Why do you listen to records?


Do you listen to records for the SQ, or do you just prefer to listen to music through this medium?  
I find myself putting records on occasionally, ( I have a large  collection) but I’m not sure if it’s because of their sound.  I certainly have the availability of millions of songs or compositions to listen to by streaming, and the sound quality is just abut the same, and, of course, the variety is endless.

So why listen to records?

rvpiano

smileywinkyes

Here's an excellent idea for your acoustic/electric/mechanical experimentation extravaganza.

While you are DJ'ing (wacking away at your turntable with those straws), pull a couple of extra straws from your helmhlotzing speaker ports and stick it up you know where...it could convert yourself wholesomely into a helmholtz resonator, not just the speaker.

That would be some genius helmholtz level acoustic/mechanical/electrical concepts in implementation, i bet.....(acoustic acoustic)

@newton_john 

As I remember it now, what originally prompted me to write this post was that when I listen to records I tend to listen more for the sound than the music, and was wondering if others did the same thing.

@milehighguy ”has the world always been this angry?”

No.
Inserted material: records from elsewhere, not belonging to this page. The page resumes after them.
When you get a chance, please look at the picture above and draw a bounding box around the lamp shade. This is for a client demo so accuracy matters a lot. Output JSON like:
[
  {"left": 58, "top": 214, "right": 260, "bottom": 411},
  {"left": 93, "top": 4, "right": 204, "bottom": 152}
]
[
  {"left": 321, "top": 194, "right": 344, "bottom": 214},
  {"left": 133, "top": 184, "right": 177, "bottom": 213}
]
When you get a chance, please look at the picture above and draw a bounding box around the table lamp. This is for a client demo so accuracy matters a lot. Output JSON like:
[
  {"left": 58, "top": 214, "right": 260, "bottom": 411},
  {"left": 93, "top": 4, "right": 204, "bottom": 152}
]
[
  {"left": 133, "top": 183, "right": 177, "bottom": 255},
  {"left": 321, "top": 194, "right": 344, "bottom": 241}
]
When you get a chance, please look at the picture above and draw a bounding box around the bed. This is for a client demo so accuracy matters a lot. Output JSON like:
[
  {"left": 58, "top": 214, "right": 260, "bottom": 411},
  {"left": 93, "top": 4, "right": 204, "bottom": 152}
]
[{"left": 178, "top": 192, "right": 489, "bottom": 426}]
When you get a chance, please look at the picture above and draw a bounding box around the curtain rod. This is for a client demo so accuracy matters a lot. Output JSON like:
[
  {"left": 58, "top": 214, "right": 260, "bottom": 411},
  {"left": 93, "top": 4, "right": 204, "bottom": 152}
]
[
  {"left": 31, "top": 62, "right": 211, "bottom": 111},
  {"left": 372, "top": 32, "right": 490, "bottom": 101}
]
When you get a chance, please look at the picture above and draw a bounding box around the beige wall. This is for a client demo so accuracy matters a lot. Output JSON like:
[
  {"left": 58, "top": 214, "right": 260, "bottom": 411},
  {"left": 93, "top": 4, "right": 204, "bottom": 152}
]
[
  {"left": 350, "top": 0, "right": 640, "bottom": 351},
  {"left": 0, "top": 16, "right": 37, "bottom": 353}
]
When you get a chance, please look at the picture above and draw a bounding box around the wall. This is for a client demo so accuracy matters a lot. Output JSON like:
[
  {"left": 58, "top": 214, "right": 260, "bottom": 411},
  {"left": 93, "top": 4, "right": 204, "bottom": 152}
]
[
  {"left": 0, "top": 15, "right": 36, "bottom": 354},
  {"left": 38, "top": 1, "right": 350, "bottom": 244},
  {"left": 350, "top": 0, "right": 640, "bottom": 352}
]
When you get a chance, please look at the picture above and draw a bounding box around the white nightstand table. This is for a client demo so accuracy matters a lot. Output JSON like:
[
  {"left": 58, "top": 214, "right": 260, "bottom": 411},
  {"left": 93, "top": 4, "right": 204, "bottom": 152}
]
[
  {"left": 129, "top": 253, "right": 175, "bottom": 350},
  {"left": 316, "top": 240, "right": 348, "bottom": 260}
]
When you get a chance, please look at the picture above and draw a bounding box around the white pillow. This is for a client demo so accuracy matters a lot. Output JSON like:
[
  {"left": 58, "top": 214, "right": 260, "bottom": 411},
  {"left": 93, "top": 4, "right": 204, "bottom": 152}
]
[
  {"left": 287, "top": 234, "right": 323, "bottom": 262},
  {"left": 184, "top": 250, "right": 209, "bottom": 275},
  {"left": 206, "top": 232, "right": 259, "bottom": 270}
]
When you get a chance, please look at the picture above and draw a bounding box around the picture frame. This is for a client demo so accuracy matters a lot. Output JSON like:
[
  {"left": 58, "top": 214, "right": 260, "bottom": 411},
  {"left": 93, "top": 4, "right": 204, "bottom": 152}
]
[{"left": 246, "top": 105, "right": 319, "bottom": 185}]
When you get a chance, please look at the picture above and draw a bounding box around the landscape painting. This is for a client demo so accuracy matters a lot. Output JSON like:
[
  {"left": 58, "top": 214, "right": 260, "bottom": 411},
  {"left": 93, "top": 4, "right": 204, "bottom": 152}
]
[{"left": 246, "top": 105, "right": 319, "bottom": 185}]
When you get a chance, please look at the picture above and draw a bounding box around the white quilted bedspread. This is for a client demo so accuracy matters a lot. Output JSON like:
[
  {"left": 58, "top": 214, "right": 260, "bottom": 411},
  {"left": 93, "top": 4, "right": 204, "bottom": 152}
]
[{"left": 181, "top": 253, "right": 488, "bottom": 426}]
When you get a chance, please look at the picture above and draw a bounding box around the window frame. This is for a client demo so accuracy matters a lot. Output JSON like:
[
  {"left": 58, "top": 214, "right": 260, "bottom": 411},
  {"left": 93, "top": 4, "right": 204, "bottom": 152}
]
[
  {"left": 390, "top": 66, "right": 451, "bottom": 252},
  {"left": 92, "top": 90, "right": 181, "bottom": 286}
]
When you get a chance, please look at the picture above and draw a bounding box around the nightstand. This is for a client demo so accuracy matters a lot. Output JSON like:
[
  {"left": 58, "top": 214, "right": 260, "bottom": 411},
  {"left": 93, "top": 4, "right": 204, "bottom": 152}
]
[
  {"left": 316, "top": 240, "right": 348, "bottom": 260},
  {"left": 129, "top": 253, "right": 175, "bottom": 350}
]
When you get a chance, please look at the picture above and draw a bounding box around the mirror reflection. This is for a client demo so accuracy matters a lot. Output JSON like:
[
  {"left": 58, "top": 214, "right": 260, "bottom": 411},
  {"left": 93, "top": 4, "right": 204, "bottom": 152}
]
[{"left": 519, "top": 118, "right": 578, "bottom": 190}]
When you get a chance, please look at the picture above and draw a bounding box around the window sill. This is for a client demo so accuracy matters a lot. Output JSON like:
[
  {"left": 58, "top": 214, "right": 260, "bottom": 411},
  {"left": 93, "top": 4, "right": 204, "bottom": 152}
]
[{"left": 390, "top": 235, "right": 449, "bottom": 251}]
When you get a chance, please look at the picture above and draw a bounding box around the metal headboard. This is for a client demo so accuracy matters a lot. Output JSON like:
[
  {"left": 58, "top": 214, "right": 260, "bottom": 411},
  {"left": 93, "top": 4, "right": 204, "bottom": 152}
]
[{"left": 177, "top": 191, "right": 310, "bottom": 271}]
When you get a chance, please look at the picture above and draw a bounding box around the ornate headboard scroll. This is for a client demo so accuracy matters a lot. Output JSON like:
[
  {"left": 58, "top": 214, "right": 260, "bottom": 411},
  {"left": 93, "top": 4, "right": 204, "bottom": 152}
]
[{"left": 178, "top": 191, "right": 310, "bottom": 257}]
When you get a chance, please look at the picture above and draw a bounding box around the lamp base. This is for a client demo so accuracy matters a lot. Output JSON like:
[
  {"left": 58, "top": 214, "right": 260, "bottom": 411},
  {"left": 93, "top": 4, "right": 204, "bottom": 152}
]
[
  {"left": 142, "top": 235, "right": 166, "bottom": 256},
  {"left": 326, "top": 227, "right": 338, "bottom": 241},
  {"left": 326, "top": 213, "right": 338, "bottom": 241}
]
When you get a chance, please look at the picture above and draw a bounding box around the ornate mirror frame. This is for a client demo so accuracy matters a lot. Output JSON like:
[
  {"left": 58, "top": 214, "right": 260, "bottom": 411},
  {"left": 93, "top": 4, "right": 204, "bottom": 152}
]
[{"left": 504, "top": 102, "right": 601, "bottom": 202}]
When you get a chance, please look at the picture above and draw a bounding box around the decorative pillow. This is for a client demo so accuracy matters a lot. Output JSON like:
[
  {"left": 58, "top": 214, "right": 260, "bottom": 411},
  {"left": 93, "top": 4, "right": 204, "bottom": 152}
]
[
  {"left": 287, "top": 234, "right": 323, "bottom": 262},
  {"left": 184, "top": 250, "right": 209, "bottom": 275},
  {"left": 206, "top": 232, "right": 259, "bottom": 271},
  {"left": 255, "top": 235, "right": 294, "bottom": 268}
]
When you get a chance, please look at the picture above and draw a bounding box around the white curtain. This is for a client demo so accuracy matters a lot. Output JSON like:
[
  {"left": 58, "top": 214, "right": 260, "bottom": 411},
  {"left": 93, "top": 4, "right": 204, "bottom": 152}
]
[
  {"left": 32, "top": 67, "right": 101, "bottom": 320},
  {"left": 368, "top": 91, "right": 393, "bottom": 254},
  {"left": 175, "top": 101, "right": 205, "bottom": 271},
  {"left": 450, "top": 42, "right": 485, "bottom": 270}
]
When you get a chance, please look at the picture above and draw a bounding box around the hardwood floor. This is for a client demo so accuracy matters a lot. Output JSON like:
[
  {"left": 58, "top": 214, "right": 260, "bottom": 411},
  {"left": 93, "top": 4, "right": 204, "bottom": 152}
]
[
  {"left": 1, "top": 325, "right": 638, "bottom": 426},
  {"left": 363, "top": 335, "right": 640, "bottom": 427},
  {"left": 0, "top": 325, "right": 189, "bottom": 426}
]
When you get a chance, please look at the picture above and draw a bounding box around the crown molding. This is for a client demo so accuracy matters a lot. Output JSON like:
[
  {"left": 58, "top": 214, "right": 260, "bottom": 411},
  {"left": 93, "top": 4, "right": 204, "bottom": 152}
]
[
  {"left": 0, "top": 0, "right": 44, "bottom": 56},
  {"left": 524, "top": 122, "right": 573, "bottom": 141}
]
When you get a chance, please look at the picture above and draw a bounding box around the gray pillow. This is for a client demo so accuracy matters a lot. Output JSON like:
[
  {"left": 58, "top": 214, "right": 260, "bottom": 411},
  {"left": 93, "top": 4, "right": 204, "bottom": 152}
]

I don’t think so. There has been a trend over the last few decades of entitlement, anonymity (internet), and Political rhetoric that has stoked the internal bias of fear over contentment. The current era reminds me of Churchill’s first volume of World War 2: ‘The Gathering Storm’.

@parkergetdean 

Sorry, we were talking at cross purposes. However, I still disagree. 

Yes, we’ve had two new formats in the past forty years, CD and streaming. Maybe, some of us have the exactly same turntable they did forty years ago, but mine has got massively better than it was then. In general, they have come a long way.

There have been big technological improvements in bearings, motors, new materials for plinths, power supplies, isolation, MC cartridges, phono stages, optical cartridges, record cleaners, etc. Not to mention digital coming into the processing involved in making records and their replay. Vinyl has developed and evolved alongside the new formats.

@newton_john I don't have strong feelings to argue, whatever.

We can say that a TT being 99.99% more stable, the speed being 99.99% closer to the atomic clock are massive improvements. 

To me, fundamentally, it's refinements, not paradigm shifts, and new technologies introduced.